As suggested at the end of my last post, I’m beginning to think that a more important issue in the philosophy of mathematics than the question of whether or not mathematical entities exist is the question of whether questions independent of ZFC (or PA, or some suitable other theory) can be decided. The former question is that of “realism in ontology”, while the latter is more like the “realism in evidence” that I once mentioned. (And there’s also traditionally the question of “realism in truth-values”, about whether or not these statements have truth-values independent of our abilities to come to know them.) Both platonists and anti-platonists have taken both answers to the question of “realism in evidence”.
Gödel motivated his search for new axioms in platonism, but it was platonism of a very definite sort, in which there was one universe of sets that our theory is aiming to describe. The new axioms were supposed to be further truths about this universe. The natural contrast at the time was with something like the formalist position, on which any consistent set of axioms was as good as any other, so that if our interest was in ZFC, then any extension of it was as good as any other. Later, Hartry Field developed a more sophisticated form of anti-realism, though he too has suggested that there is very little we can say beyond ZFC.
Since then, people like Ed Zalta and Mark Balaguer have suggested that there is a sense of platonism on which all consistent theories describe actual universes of mathematical entities. This view has been called “plentiful platonism”, “full-blooded platonism”, and “plenitudinous platonism”, among others. Traces of this view can be found probably at least as far back as Carnap’s “Empiricism, Semantics, and Ontology”. For these philosophers however, the plenitudinousness is more important than the platonism – both have suggested that an anti-realist interpretation of their view is plausible as well.
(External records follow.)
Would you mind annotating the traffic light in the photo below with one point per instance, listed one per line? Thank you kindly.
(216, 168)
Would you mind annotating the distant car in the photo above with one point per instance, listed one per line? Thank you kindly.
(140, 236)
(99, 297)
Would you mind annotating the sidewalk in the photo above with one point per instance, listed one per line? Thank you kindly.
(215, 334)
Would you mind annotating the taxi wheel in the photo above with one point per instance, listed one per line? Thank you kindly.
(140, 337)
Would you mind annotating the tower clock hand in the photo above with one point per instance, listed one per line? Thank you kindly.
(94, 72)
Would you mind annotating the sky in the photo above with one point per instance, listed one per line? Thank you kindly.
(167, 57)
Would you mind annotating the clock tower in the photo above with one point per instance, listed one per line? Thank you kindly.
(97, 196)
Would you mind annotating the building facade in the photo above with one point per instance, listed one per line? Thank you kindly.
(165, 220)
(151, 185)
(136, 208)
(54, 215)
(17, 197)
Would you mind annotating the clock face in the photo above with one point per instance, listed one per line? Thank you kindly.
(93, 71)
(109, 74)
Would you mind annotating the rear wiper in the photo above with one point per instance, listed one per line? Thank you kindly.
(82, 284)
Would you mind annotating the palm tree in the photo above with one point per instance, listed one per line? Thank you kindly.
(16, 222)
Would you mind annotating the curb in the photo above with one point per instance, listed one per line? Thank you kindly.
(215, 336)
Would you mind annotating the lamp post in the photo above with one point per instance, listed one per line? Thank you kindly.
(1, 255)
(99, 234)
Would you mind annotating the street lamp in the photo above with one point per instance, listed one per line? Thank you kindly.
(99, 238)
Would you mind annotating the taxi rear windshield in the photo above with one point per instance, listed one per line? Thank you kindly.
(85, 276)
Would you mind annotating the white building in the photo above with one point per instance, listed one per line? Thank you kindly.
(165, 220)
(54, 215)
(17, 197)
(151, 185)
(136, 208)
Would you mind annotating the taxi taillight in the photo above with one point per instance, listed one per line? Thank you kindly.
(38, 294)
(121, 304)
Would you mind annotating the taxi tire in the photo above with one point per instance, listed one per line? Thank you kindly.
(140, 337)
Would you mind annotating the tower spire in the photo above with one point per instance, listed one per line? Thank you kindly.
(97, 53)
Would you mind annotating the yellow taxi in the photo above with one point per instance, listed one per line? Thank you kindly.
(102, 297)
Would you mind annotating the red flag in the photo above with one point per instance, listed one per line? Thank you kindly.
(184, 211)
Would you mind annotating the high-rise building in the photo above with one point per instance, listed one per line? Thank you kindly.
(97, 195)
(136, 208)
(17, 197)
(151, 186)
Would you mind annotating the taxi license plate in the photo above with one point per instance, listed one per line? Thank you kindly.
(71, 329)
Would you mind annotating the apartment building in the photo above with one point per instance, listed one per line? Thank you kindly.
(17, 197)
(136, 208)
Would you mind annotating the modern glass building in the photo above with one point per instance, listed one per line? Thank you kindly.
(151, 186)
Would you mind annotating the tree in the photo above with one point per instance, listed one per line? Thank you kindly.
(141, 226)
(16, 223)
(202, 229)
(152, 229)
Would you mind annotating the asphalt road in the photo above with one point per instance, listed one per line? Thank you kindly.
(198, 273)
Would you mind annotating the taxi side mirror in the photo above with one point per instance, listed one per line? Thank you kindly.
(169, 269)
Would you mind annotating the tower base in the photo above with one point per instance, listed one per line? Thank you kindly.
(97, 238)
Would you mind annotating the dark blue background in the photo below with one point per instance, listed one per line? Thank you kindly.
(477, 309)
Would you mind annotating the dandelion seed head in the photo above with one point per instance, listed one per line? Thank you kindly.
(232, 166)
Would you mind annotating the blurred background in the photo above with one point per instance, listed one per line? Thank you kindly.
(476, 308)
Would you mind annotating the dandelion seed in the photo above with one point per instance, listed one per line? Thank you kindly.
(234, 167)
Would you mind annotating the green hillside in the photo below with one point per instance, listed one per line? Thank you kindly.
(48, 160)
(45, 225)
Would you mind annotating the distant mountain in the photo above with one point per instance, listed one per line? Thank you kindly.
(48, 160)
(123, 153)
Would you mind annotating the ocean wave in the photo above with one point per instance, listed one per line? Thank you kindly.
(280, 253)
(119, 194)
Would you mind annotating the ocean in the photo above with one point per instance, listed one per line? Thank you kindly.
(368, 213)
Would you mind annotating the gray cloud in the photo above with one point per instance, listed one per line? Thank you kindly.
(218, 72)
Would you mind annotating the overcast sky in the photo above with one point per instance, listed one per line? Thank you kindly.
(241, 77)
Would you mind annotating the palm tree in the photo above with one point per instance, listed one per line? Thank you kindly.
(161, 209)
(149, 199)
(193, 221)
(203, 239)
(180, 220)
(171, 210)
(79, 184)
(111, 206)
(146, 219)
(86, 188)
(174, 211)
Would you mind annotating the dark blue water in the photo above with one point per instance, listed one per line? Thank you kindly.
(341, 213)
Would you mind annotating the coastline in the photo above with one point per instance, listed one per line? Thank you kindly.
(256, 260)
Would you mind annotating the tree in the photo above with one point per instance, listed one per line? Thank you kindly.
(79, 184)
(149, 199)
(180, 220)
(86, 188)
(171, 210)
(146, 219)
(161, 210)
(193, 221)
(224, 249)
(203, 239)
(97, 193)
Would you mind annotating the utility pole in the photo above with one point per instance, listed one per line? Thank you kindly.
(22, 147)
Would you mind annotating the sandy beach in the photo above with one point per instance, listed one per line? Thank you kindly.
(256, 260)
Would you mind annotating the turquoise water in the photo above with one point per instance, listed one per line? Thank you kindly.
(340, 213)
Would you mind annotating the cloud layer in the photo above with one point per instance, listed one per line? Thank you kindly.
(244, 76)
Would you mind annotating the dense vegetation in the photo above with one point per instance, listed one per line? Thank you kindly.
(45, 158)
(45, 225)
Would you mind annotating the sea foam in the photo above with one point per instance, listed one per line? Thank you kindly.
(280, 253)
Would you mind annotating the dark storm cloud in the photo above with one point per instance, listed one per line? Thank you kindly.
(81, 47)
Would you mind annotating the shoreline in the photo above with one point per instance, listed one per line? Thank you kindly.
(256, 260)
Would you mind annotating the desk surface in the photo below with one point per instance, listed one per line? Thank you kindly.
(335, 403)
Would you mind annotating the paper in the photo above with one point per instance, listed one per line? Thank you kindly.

I think there are problems with such views, and perhaps the most prominent defender of the non-plenitudinous views is Penelope Maddy, whose ontological views are at this point also neither clearly platonist nor anti-platonist. (More accurately, she seems to be against ontological claims of either sort.) Interestingly, this evening I heard a talk by Daniel Isaacson (from Oxford), advocating a sort of structuralism that he suggested would also support the search for new axioms. Although the model of mathematics may not be unique, he suggests that the structure up to isomorphism should be (ie, the theory should be categorical), and thus there is at least a truth-value to statements beyond those of first-order ZFC, even if we can’t immediately find out what that truth-value is.
I still want to defend anti-platonist views of the ontology of mathematics, but questions about the plenitude or not of mathematical entities (or stories) seem to be more pressing, because they affect the actual mathematical practice of set theorists. Now that set theory has pressed so far beyond the widely accepted axioms of ZFC, this question is taking over some of the importance of the traditional foundational questions. We are all fairly confident that mathematics will not turn out to be unjustifiable (though some people I know have suggested they think ZFC might be inconsistent), so one way or another the foundational issues can probably be either resolved or ignored. But whether set theorists are doing anything mathematically worthwhile is a more controversial question.